Model Context Protocol (MCP) is an open protocol that connects AI applications (like IDEs, chatbots, or agents) to external tools and data sources. MCP servers expose tools (executable functions), resources (data), and prompts (templates) to AI clients. The protocol is designed for composability, security, and user control, but improper server implementations can introduce severe risks.
Learn more: modelcontextprotocol.io
Why is this dangerous?
- Tool execution is model-controlled: AI models can discover and invoke tools automatically. If a tool executes a system command (e.g.,
rm -rf /), it can do so without explicit user knowledge unless the client enforces confirmation dialogs. - Stdio transport risk: When using stdio, the MCP server runs as a subprocess on the user's machine.
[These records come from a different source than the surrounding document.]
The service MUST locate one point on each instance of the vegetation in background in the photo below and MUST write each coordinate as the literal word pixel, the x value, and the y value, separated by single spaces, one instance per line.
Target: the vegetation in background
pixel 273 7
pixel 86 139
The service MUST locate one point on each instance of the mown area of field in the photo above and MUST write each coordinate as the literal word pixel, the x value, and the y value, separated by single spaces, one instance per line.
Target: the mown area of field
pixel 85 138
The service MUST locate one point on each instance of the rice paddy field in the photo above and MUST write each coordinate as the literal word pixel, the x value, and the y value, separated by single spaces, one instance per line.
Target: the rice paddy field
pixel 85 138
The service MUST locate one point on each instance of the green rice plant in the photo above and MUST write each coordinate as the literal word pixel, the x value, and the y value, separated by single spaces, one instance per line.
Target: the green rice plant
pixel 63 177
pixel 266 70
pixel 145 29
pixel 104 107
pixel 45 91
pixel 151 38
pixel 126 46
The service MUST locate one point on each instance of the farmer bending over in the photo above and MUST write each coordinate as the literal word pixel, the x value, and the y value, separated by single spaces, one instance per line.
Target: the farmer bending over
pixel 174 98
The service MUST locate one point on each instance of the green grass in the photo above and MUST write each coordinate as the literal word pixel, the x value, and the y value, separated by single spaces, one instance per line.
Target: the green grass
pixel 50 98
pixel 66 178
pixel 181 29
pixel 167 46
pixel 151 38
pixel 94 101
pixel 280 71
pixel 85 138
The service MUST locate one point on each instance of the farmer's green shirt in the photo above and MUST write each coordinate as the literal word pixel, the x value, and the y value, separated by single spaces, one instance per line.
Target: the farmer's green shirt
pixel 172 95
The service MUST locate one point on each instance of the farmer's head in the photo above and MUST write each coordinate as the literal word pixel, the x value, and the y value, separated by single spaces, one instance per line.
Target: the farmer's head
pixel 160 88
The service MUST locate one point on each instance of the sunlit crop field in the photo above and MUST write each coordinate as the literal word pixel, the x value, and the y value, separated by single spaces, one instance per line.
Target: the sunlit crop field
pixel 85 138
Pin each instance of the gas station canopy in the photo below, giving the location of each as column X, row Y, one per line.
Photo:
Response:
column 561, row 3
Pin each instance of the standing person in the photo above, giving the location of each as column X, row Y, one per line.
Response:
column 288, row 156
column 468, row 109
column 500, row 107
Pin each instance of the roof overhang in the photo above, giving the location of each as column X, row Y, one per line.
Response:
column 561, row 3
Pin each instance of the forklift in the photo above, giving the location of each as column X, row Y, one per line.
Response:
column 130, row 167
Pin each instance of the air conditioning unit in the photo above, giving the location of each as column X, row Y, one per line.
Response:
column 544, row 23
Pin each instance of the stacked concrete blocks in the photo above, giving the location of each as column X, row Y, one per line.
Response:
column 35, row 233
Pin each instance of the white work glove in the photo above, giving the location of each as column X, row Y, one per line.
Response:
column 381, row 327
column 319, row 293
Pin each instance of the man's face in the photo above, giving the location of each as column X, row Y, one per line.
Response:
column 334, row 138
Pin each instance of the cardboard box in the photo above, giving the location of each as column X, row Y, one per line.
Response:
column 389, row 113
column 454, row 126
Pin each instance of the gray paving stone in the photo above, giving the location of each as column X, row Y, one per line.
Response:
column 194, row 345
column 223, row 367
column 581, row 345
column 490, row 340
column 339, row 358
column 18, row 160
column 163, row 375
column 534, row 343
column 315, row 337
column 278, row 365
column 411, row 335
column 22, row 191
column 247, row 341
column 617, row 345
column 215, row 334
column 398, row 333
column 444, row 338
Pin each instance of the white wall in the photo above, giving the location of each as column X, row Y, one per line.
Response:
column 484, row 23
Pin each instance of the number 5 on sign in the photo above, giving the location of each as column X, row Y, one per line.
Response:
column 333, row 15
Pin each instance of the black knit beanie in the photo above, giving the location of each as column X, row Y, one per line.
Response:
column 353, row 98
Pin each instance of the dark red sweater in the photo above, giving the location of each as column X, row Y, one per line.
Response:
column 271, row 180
Any tool exposed by the server can execute arbitrary code locally, potentially compromising the system.
- Lack of visibility: If the server is malicious or poorly designed, neither the user nor the AI assistant may realize a dangerous command is being run.
How does MCP work?
MCP uses a client-server architecture:
- Host: The AI application (e.g., VS Code, Claude Desktop)
- Client: Connects to one MCP server
- Server: Exposes tools/resources/prompts
Servers declare their capabilities during initialization. Tools are listed and can be invoked by the client or model. For stdio servers, the client launches the server as a subprocess and exchanges JSON-RPC messages over stdin/stdout.
Security Risks
- Arbitrary code execution: Malicious or buggy servers can expose tools that run dangerous commands.
- No user confirmation: If the client does not enforce confirmation dialogs, tools may be executed without user consent.
- Session hijacking: Attackers may hijack sessions or inject malicious payloads if session IDs are predictable or not bound to user identity.
- Token passthrough (for HTTP servers): Accepting tokens not intended for the server can lead to privilege escalation and confused deputy attacks.
Best Practices
For MCP server authors:
- Never expose tools that execute system commands unless absolutely necessary.
- Always validate tool inputs and sanitize outputs.
- Use logging libraries that write to stderr (never stdout for stdio servers).
- Implement proper access controls and rate limiting.
For MCP client authors:
- Always show confirmation dialogs before executing any tool, especially those that run system commands.
- Clearly display which server and tool is being invoked.
- Log all tool executions for audit purposes.
- Validate tool results before passing to the AI model.
For users:
- Only connect to trusted MCP servers.
- Review the list of available tools before enabling a server.
- Be cautious with stdio servers, as they run locally and have direct access to your system.
Educational Purpose
This repository is for educational and demonstration purposes only. Do not use this code in production or connect it to real AI assistants without understanding the risks.
References
Warning: MCP servers can be extremely powerful. Always review server code and tool definitions before connecting to any AI application.